平成23年度の新規事業としては、ブックスタート事業、母子健診事業における5歳児健診、税等のコンビニ収納事業、小学校給食における自校方式への推進、さらには川里地域における生涯学習施設整備などがありますが、この他にも新たなごみ処理施設や道の駅、(仮称)花と人形の駅の整備につきましても、引き続き取り組んでまいります。

  いずれにしましても、平成23年度はマニフェスト実現に向けたスタートダッシュの年と位置付け、マニフェストによるまちづくりを推進してまいります。

 

(2)合併特例事業によるまちづくり

   次に、平成17年10月の合併以後、私は将来都市像「花かおり 緑あふれ 人輝くまち こうのす」の実現に向けて合併特例債を活用したまちづくりを進めてまいりましたが、この合併特例債の活用期限は平成27年度であり残すところ5年であります。このことから、合併後10年間で合併特例債を有効かつ効果的に活用するため、合併特例事業推進計画の策定に取り組んでおりますが、平成22年度末での活用状況は、104億6,620万円を見込んでおり、新市建設計画で予定した額の約46%となっております。

   合併特例債を活用した平成23年度の代表的な事業としては、上谷総合公園、吹上荒川総合運動公園、川里中央公園の3公園の整備をはじめ、(仮称)総合的教育施設建設事業、広域交流拠点整備事業などがあります。現在策定中の合併特例事業推進計画では、今後予定される事業の内容、事業費等を中心に精査を行っておりますが、現段階では平成27年度末の合併特例債活用総額は、新市建設計画で予定した229億2,900万円を超える状況となっております。

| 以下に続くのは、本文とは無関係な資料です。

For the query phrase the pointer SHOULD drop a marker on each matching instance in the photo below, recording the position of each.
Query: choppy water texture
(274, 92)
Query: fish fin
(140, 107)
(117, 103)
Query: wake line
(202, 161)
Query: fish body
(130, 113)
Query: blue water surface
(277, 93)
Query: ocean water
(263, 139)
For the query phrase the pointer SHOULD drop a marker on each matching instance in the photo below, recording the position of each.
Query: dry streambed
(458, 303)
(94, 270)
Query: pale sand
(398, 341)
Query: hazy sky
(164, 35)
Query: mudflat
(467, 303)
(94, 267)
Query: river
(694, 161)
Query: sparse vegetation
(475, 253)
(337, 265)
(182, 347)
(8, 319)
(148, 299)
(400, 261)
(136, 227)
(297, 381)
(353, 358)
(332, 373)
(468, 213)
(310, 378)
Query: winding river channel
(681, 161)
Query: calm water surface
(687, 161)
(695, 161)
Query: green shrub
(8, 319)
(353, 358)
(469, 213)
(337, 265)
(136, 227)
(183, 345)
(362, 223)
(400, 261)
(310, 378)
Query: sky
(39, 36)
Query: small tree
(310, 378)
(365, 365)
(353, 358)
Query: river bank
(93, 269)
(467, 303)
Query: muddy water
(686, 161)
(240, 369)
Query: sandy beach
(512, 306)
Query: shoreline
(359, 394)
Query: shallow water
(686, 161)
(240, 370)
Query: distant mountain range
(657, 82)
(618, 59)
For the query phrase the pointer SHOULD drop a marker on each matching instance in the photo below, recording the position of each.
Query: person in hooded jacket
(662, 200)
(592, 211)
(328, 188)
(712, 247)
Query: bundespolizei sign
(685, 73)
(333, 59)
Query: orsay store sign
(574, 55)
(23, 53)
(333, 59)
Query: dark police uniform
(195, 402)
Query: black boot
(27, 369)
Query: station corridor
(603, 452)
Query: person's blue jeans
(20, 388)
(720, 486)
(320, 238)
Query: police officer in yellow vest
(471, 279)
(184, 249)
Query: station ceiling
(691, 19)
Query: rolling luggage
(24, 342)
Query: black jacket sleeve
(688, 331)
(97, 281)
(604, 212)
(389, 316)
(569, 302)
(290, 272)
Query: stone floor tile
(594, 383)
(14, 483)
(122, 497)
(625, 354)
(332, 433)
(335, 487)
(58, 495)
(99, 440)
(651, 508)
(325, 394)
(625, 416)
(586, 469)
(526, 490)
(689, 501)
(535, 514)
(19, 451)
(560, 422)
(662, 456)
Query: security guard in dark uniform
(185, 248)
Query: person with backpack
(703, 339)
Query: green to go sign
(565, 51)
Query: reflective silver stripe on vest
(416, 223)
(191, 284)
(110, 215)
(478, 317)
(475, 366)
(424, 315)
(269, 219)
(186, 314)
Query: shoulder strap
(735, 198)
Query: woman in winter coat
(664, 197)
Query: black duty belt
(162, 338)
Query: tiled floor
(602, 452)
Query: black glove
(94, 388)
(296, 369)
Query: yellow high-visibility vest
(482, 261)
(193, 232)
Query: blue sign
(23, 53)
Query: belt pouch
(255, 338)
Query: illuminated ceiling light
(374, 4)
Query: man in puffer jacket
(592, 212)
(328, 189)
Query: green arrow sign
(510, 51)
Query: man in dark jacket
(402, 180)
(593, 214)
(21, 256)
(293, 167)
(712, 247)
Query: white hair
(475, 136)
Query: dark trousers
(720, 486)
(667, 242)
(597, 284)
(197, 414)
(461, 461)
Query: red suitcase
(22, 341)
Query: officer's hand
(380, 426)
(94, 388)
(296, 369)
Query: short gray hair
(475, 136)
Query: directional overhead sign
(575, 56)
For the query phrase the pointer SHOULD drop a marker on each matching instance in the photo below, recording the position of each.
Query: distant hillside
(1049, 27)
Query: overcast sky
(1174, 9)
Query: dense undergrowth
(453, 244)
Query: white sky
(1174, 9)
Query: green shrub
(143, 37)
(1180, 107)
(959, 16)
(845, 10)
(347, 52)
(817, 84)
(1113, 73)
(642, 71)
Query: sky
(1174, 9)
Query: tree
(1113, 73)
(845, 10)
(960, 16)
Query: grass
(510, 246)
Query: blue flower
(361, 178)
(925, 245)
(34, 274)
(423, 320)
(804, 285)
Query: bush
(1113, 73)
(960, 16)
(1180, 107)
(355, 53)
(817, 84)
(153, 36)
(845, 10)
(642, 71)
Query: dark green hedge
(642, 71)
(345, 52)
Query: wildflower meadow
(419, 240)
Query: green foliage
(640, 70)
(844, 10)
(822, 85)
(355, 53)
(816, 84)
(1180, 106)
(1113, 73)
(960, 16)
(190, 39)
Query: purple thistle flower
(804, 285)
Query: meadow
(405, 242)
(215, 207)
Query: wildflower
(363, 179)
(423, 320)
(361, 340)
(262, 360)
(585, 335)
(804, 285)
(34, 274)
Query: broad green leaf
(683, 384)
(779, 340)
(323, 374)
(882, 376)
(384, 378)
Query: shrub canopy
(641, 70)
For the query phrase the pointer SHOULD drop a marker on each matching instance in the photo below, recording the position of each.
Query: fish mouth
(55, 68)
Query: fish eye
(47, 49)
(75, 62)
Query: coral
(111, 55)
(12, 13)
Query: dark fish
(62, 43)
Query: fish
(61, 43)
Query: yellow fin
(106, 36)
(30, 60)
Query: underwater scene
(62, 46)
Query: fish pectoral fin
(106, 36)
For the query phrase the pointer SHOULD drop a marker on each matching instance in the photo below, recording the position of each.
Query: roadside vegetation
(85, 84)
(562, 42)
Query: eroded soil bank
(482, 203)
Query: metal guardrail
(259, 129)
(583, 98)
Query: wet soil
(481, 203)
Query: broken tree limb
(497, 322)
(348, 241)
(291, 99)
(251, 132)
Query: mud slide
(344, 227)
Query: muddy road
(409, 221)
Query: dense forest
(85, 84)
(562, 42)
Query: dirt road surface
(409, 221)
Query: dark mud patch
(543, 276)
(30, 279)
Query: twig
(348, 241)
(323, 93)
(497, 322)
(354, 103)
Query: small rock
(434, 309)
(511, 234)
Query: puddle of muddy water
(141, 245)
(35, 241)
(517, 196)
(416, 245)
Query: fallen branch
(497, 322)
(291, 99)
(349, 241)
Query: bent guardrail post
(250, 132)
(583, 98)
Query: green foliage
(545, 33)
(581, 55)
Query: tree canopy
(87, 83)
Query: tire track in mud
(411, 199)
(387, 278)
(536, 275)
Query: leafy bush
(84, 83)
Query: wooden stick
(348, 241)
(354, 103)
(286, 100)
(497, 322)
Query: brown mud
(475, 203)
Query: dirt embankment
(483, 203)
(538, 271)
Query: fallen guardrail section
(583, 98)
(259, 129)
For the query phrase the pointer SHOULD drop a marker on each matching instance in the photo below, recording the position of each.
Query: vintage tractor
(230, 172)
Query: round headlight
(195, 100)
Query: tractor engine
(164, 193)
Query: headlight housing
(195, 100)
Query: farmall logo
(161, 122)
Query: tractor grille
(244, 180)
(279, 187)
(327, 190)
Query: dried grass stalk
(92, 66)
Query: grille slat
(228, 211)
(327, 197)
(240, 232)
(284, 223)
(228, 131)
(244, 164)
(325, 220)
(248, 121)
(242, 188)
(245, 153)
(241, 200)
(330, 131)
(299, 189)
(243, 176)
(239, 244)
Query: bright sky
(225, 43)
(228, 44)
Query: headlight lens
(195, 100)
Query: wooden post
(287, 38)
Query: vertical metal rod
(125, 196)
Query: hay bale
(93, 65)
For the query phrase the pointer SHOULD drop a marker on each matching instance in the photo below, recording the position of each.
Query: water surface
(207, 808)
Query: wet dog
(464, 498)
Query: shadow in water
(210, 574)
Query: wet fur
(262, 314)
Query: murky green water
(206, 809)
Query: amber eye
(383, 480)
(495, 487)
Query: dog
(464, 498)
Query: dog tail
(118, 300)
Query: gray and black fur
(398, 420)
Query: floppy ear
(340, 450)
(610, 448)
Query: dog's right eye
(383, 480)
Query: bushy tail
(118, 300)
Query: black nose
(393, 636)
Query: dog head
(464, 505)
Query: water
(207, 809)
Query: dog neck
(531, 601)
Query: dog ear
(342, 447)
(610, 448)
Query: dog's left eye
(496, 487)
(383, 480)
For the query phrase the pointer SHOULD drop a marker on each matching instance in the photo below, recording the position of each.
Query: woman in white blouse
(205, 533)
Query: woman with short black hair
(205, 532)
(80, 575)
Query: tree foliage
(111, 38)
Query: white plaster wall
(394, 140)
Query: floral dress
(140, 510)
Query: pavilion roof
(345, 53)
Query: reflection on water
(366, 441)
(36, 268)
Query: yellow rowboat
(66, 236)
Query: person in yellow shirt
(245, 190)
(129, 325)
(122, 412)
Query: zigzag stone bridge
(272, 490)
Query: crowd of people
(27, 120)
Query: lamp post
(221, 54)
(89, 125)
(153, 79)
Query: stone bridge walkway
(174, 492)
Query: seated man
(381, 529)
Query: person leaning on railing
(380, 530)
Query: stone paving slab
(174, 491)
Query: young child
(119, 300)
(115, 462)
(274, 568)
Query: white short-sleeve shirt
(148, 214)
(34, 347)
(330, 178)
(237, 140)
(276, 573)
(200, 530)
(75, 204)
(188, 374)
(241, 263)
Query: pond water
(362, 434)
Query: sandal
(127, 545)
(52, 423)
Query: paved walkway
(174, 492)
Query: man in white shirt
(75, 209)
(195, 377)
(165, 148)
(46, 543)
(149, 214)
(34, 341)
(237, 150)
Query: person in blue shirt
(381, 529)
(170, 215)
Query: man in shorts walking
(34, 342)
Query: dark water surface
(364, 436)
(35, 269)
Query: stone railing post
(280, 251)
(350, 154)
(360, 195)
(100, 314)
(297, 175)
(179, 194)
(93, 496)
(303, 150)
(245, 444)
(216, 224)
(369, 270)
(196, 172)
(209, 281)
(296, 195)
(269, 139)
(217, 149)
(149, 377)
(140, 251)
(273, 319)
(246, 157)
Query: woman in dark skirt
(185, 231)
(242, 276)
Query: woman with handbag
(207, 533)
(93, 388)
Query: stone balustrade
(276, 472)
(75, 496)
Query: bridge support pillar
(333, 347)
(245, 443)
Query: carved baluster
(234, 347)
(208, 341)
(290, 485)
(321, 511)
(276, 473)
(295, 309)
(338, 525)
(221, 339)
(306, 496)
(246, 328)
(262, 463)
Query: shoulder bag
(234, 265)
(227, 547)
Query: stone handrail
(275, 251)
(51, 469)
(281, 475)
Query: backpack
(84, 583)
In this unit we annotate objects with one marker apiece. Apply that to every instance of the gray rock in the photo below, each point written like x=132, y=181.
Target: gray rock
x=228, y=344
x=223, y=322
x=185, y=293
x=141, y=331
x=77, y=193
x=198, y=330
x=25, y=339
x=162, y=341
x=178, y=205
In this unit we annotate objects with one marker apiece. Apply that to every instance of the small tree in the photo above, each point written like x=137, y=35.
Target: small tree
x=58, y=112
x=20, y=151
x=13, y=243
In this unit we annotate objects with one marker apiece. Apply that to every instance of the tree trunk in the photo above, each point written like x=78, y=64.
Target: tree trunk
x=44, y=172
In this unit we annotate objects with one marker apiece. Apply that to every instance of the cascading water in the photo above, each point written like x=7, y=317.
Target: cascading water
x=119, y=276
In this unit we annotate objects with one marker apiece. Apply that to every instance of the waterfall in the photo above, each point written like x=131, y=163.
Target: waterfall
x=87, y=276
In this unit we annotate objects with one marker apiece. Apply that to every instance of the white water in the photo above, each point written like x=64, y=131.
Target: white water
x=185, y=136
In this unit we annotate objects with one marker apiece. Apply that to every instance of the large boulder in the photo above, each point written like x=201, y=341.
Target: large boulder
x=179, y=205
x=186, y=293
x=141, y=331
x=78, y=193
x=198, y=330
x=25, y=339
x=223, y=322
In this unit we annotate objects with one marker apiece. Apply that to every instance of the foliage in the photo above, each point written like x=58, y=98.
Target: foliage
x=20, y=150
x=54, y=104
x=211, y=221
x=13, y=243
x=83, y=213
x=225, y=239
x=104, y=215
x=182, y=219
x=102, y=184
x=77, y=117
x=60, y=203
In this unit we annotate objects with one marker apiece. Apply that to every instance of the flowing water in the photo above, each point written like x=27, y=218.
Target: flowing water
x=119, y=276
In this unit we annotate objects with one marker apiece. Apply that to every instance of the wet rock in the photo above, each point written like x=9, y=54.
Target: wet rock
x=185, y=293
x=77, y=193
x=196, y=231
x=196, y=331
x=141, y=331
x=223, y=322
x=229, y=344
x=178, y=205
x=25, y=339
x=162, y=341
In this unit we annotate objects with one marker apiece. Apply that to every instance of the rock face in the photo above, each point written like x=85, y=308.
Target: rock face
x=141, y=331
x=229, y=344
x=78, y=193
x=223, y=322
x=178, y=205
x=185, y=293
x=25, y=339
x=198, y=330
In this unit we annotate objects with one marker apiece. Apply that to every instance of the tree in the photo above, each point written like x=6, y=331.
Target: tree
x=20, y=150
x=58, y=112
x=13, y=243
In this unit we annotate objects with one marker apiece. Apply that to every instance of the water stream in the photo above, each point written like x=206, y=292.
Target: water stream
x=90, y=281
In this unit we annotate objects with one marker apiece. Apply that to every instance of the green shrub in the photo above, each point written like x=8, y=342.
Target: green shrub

   合併特例事業は、合併後10年間のまちづくりの基幹となるものです。合併特例債の活用は、新市建設計画に位置付けられた事業及びマニフェスト事業が中心となりますが、特に平成23年度は、合併特例債の活用期限である平成27年度を見据えながら一段と加速し、これまで以上に各事業を積極的に実施してまいります。

 

(3)後期基本計画によるまちづくり

  さて、私は市長1期目において行政評価の導入を掲げ、行政の効率化はもちろんのこと、市民の皆さんへの説明責任の観点から積極的な情報公開に努めてまいりました。2期目の平成19年3月には、行政評価を本格導入し、新市建設計画を基本とした第5次鴻巣市総合振興計画を策定しました。この計画は、従来の総合振興計画とは大きく異なり、施策ごとに達成の目標値である成果指標、いわゆる「めざそう値」を設定し、成果向上を目標に各事業を実施してまいりました。また、毎年9月にはこうのすまちづくり報告書を作成し、市民の皆さんに報告してまいりました。その第5次鴻巣市総合振興計画・前期基本計画が平成23年度に終了することから、今回、平成24年度から平成28年度までを計画期間とする後期基本計画を策定します。策定にあたって後期基本計画の終了する平成28年度のめざそう値を定めることは、今後の鴻巣市のまちづくりの方向性を定めることになります。このことから、第5次鴻巣市総合振興計画・後期基本計画策定にあたっては、マニフェスト事業、合併特例事業を中心とした各事業が実現された新たな鴻巣市を見据え、目標値であるめざそう値を定めてまいります。